México terminó yéndose a Monterrey para jugar contra Alemania. El llamado “volcán” de los Tigres era un hervidero. Estaban dadas las condiciones para que por fin el Tri pasara a la siguiente ronda, a pesar de que enfrente estaba Alemania.
Al final de esta historia conocida, se nos vinieron encima los fantasmas que recurrentemente viven los jugadores mexicanos con los penaltis. Las miradas estaban en Hugo Sánchez, quien al parecer tenía calambres en las piernas, tomó la decisión de no entrarle a la siempre intimidatoria serie de penaltis.
Fue un partido duro y rudo, en donde a partir de la expulsión, en los tiempos extras, de Javier Aguirre, el juego adquirió su boleto directo a los penaltis. Como estaba el juego, parecía conveniente, pero no lo era para el imaginario futbolero colectivo. Los penaltis eran el curso intensivo de sufrimiento en grado mayor, eran más los temores que la confianza.
Lo que pasó después fueron de nuevo las promesas de que el futbol mexicano iba a cambiar. En algún sentido es la misma historia desde hace 30 años.
No se ve que las cosas vayan a ser diferentes en este Mundial. La esperanza, el ánimo y la juguetona incertidumbre de no saber lo que va a pasar, colocan a los aficionados con buena cara, pero si alguien sabe sobre inconveniencias es precisamente el aficionado.
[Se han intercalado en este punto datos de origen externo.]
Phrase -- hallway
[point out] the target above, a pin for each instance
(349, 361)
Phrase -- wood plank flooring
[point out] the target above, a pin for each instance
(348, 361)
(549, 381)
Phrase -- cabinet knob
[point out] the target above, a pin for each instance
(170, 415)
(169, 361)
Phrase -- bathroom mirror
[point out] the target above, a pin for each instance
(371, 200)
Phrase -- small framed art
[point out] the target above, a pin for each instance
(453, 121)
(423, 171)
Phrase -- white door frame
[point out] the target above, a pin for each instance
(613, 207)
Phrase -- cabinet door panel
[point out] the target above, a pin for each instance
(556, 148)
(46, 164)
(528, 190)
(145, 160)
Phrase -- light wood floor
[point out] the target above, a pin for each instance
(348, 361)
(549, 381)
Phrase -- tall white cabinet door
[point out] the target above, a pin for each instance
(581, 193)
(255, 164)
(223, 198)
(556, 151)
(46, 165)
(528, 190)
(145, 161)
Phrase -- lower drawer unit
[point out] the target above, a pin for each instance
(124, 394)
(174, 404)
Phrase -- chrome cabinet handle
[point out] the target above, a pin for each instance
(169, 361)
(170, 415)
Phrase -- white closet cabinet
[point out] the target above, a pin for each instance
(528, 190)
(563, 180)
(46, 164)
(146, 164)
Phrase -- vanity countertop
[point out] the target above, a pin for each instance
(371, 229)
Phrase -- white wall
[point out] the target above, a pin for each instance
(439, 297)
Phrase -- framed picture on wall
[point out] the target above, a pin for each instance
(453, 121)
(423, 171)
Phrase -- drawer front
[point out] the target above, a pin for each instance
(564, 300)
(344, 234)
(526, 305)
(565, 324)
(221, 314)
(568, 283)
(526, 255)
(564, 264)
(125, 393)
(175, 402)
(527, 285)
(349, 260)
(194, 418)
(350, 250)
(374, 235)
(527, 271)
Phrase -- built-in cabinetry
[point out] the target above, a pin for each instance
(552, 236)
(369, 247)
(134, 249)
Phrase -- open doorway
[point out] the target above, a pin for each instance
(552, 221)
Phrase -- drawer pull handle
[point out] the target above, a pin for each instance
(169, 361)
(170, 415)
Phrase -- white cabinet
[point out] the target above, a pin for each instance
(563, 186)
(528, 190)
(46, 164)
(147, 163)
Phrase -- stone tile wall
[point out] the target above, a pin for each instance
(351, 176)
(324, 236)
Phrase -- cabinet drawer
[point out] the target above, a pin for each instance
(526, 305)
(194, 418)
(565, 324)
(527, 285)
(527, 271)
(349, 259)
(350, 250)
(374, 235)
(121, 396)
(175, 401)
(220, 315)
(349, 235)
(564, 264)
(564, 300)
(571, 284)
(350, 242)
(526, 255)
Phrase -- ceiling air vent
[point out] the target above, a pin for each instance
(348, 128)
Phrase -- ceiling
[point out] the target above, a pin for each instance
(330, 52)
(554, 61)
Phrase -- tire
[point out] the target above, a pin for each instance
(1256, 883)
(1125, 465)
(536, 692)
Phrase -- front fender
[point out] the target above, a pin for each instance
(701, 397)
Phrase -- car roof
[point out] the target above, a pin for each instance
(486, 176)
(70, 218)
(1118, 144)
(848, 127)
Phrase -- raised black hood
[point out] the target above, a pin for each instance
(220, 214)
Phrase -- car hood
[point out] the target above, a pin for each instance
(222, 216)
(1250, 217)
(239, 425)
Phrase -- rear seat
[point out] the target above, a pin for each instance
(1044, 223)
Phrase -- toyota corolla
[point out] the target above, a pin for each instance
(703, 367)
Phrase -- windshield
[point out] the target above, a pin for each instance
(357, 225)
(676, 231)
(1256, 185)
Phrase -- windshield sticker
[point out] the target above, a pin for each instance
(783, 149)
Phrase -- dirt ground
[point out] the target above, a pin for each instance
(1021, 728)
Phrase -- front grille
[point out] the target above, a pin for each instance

Javier Aguirre ha de recordar muchos pasajes de su vida con el Mundial del 86. No es que tenga una revancha, pero si alguien sabe de lo que se trata y lo que se juega en la cancha es él. Veremos qué lecciones se aprendieron, si es que colectivamente se aprendieron.
Los fantasmas sólo se van si se deshacen de ellos. Habrá que ver si una vez más se asoman o de una vez por todas los sacamos de la cancha.